A pre-click quality signal is more interesting and fair I imagine. Though I don't know how one can build a solution that is not game-able.
When I was young and naive, I learned guitar so I could make tunes, not realizing I'd failed to search engine optimize narratives about my journey for ad placement to fund my spotify pay for play to get myself concert gigs to sell hats and t-shirts until I could land sponsors.
I'm sad to think in my naïveté I might have encouraged future children to create music for themselves and put it out there to see if it resonates with others, instead of enroll the kids into creator influencer classes teaching how to content mill for the idiocracy.
I'm ashamed I thought personal joy and fulfillment was a valid incentive, taking away their drive to generate and grow rich.
That would leave us with another set of new creators that would emerge, those people who would be driven just by the desire of sharing a tiny piece of their lives or knowledge, purely for the fun of it, without needing more incentive than the joy of doing it.
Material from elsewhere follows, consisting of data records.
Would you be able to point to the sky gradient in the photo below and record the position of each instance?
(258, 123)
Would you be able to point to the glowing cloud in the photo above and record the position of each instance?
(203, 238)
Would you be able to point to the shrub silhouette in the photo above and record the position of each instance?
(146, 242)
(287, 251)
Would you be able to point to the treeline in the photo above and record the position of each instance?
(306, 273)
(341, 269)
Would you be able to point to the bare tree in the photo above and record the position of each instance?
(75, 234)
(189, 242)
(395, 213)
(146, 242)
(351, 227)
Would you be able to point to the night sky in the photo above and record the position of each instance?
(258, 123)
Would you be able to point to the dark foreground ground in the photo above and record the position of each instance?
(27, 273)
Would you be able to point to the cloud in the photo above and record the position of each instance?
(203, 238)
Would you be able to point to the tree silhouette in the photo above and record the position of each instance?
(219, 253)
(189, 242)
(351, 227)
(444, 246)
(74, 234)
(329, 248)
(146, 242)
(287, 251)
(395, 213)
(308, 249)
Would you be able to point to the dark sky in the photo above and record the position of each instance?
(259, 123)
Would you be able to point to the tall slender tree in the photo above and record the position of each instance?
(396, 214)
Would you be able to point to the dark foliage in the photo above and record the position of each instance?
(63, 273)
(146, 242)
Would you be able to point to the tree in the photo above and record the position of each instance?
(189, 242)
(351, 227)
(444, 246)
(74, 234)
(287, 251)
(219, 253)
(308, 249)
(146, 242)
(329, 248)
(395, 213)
you know... like the internet was in the begining.
I'd like seeing that :)
Before ~2006, we all had blogs, and posted regularly with no financial incentive; imagine a web where people posted to share their expertise, and that's what the early internet was. Money ruined this.
Also, early youtube (and google videos) had plenty of stuff to watch. Would youtube be full of "professional" "content" with no ads? Probably not, but there is a world in which youtube subscriptions actually gated videos that required a budget to make.
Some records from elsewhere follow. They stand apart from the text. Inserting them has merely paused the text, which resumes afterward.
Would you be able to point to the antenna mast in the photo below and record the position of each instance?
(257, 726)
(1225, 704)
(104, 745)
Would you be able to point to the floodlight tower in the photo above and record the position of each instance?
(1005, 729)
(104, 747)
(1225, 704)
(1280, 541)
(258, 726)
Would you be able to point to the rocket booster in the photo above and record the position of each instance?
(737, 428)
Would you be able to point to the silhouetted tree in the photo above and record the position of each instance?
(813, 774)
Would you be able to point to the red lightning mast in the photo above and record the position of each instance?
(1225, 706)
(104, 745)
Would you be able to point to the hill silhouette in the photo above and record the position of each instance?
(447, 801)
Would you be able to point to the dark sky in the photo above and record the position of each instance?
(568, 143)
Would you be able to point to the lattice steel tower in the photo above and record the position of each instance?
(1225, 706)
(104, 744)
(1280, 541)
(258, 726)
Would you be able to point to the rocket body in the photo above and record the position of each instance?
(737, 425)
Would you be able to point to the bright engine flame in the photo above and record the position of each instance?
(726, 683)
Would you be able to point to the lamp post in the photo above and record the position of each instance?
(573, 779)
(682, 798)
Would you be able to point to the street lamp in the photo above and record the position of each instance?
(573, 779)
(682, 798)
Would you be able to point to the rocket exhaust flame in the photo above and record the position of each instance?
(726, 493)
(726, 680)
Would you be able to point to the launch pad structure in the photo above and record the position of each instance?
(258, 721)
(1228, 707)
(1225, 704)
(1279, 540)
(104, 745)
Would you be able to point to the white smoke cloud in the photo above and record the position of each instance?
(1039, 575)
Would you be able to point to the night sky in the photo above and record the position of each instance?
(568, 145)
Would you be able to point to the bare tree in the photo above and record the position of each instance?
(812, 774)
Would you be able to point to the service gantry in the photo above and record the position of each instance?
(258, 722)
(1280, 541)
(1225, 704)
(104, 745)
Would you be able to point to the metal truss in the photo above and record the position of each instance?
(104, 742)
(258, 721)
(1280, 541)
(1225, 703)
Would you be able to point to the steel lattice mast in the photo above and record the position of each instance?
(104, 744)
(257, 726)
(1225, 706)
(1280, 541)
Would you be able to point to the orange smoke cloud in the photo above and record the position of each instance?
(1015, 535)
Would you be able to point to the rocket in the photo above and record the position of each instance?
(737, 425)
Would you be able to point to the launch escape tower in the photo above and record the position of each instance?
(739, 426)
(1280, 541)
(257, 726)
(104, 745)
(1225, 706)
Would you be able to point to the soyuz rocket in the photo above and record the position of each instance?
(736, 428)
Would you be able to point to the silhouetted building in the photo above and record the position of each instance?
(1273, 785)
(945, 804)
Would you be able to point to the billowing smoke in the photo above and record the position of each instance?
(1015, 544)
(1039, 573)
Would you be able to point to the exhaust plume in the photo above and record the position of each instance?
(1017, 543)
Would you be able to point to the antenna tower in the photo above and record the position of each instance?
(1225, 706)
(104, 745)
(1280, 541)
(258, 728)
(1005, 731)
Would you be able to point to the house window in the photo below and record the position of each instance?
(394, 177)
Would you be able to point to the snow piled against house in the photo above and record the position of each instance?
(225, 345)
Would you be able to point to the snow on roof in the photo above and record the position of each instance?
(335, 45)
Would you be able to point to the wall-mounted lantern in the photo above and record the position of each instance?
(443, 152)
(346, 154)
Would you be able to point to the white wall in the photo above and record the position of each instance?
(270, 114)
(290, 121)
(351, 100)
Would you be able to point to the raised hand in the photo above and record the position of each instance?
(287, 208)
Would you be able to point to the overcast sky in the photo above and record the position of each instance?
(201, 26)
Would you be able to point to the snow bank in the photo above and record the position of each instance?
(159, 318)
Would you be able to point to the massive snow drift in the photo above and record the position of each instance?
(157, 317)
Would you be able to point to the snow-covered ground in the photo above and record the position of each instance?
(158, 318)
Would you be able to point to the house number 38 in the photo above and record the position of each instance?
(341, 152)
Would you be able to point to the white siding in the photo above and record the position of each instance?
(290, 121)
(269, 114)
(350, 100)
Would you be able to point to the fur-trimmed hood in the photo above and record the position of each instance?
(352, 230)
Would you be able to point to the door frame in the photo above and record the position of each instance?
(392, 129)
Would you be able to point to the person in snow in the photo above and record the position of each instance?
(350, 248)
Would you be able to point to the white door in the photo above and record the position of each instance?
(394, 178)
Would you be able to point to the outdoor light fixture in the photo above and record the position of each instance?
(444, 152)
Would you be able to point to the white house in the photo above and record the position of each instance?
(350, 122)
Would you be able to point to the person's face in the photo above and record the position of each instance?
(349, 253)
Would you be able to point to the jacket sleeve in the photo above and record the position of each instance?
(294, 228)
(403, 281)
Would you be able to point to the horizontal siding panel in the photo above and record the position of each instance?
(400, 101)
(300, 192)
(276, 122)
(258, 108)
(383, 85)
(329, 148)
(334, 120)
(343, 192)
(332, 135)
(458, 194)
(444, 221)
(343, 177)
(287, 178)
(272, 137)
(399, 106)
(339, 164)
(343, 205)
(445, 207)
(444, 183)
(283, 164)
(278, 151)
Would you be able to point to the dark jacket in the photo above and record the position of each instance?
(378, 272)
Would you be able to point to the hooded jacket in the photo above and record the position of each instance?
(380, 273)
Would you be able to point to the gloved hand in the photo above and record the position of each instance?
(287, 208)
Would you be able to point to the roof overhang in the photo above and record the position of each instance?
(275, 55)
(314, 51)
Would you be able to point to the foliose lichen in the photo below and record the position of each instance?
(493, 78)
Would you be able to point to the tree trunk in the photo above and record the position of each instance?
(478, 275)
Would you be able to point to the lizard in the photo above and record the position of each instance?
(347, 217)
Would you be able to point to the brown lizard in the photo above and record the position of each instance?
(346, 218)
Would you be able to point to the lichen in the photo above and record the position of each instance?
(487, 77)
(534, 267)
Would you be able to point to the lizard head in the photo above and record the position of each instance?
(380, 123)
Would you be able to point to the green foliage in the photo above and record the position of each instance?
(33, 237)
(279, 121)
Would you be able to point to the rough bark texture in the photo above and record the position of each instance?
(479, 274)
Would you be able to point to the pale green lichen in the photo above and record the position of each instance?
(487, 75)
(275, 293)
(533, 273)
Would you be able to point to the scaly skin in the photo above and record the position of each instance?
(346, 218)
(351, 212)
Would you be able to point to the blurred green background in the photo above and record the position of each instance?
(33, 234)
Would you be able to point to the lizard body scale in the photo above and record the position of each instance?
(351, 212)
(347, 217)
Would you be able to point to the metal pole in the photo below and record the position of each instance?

An information theory centric angle that is interesting to think about.
This chain is also kinda funny: "Cut the BS!" > Streamlit App > Streamlit bought by Snowflake to push their pretty low value (IMO) but very expensive AI play. You should figure out how to run this against the output of Snowflake AI; you'd probably end up with an SQL query result set :)
We were given this advice way back in 1985 with "the only winning move is not to play. how about a nice game of chess?"
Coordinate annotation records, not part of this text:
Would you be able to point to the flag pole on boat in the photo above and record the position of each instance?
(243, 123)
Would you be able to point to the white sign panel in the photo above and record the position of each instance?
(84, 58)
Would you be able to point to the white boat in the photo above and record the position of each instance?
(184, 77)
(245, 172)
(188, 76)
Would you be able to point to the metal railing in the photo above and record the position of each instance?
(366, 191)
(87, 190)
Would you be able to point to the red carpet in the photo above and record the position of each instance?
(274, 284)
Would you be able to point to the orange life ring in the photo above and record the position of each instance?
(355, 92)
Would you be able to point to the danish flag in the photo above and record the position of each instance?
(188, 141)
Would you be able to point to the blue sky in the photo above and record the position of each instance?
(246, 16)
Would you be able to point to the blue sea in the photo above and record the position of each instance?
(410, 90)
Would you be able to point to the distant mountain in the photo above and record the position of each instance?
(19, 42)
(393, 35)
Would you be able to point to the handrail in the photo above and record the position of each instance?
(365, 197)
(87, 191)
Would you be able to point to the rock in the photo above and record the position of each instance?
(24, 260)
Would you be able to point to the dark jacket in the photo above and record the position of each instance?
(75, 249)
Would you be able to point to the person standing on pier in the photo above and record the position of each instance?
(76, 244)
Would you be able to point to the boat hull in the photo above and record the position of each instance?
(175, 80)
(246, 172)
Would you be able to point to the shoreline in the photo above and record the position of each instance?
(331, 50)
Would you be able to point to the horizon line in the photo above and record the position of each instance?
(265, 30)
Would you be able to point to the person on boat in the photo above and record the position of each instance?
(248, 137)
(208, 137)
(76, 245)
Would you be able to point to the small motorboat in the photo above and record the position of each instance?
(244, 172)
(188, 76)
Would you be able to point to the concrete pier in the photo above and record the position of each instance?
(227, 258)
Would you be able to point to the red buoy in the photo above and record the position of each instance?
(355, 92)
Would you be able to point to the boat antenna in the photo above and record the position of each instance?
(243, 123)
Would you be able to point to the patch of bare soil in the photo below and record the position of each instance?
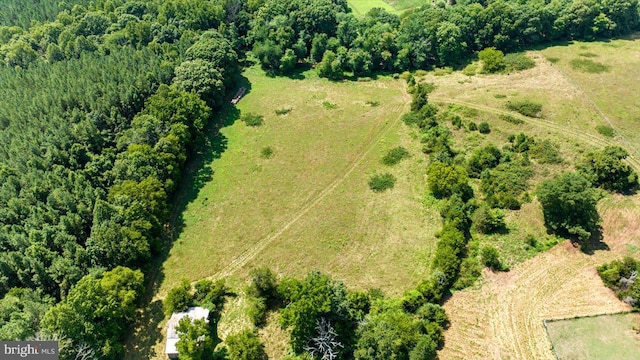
(502, 318)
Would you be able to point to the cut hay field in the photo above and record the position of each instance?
(606, 337)
(501, 317)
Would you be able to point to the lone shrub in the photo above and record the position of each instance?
(266, 152)
(525, 107)
(253, 119)
(395, 155)
(589, 66)
(492, 60)
(283, 111)
(382, 182)
(484, 128)
(329, 105)
(518, 62)
(491, 258)
(605, 131)
(511, 119)
(487, 220)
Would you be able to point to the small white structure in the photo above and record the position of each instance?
(195, 313)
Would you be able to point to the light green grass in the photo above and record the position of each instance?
(613, 92)
(602, 337)
(361, 7)
(311, 196)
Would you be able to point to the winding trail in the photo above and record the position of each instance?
(243, 259)
(584, 137)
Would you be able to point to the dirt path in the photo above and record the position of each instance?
(246, 257)
(584, 137)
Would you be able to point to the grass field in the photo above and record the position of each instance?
(361, 7)
(502, 316)
(308, 206)
(306, 203)
(607, 337)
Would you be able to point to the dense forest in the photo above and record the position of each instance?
(103, 102)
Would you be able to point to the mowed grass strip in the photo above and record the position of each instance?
(312, 192)
(361, 7)
(613, 92)
(601, 337)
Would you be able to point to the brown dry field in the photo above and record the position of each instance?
(501, 317)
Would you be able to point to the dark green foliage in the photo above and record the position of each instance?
(179, 299)
(484, 128)
(487, 220)
(264, 284)
(245, 345)
(518, 62)
(395, 155)
(525, 107)
(504, 185)
(257, 310)
(606, 131)
(252, 119)
(437, 139)
(569, 205)
(607, 169)
(210, 295)
(195, 339)
(394, 334)
(310, 300)
(546, 152)
(20, 313)
(96, 311)
(622, 277)
(382, 182)
(491, 258)
(445, 180)
(492, 60)
(487, 157)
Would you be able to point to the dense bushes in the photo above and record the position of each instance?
(569, 205)
(606, 169)
(622, 277)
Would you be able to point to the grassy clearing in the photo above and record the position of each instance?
(600, 337)
(613, 93)
(361, 7)
(312, 192)
(589, 66)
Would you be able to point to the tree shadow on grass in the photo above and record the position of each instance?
(197, 172)
(594, 243)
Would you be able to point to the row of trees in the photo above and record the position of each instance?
(93, 145)
(323, 32)
(327, 321)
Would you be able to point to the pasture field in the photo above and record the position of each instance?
(361, 7)
(501, 317)
(308, 206)
(601, 337)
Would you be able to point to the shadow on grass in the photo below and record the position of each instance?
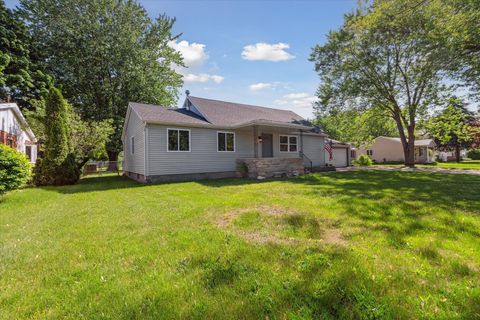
(97, 183)
(402, 204)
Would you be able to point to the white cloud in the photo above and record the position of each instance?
(267, 52)
(300, 95)
(300, 100)
(193, 54)
(202, 78)
(259, 86)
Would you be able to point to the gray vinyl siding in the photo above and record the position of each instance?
(134, 162)
(313, 148)
(203, 155)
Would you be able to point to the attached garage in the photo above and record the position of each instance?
(340, 155)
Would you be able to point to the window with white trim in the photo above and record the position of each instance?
(178, 140)
(288, 143)
(225, 141)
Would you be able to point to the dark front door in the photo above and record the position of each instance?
(267, 145)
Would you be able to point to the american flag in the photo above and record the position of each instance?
(329, 149)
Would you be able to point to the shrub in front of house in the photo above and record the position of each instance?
(474, 154)
(363, 161)
(15, 170)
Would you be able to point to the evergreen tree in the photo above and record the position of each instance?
(104, 54)
(58, 165)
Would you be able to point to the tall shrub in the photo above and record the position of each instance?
(58, 165)
(15, 170)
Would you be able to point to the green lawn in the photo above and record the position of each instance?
(349, 245)
(471, 164)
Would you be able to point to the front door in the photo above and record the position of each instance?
(267, 145)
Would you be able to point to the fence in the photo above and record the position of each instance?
(101, 167)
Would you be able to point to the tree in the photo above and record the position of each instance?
(104, 54)
(20, 76)
(57, 166)
(452, 129)
(382, 59)
(15, 170)
(459, 31)
(354, 126)
(88, 138)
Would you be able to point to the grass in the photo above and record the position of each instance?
(471, 165)
(364, 245)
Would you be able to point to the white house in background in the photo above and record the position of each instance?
(388, 149)
(15, 132)
(212, 139)
(342, 155)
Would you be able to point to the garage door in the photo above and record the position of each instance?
(339, 157)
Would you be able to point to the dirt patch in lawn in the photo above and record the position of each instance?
(279, 225)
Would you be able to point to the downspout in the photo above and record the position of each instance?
(255, 142)
(145, 130)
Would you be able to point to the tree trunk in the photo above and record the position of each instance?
(457, 153)
(112, 160)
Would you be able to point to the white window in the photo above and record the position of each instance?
(225, 141)
(288, 143)
(178, 140)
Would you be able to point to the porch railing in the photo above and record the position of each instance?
(100, 167)
(310, 162)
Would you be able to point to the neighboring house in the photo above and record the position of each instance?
(450, 155)
(212, 139)
(15, 132)
(387, 149)
(341, 154)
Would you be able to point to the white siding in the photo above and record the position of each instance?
(10, 124)
(135, 128)
(203, 155)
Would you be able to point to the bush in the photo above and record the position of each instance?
(363, 161)
(48, 173)
(15, 170)
(474, 154)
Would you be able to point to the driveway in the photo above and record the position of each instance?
(407, 169)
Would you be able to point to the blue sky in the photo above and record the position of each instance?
(253, 52)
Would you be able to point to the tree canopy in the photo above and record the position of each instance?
(105, 54)
(387, 57)
(20, 75)
(453, 128)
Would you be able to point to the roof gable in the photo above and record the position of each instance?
(230, 114)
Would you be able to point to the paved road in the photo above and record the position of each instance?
(407, 169)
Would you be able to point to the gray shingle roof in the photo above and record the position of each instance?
(418, 143)
(231, 114)
(153, 113)
(217, 113)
"If the AI returns an inconclusive response, we should send that back to the AI and tell it to think about it!"
And other variations of that. It feels like I'm surrounded by lunatics who have been brainwashed into squeezing AI into every nook and crany, and using it for literally everything and anything even if it doesn't make an iota of sense. That toothbrush that came with "AI Capabilities" springs to mind.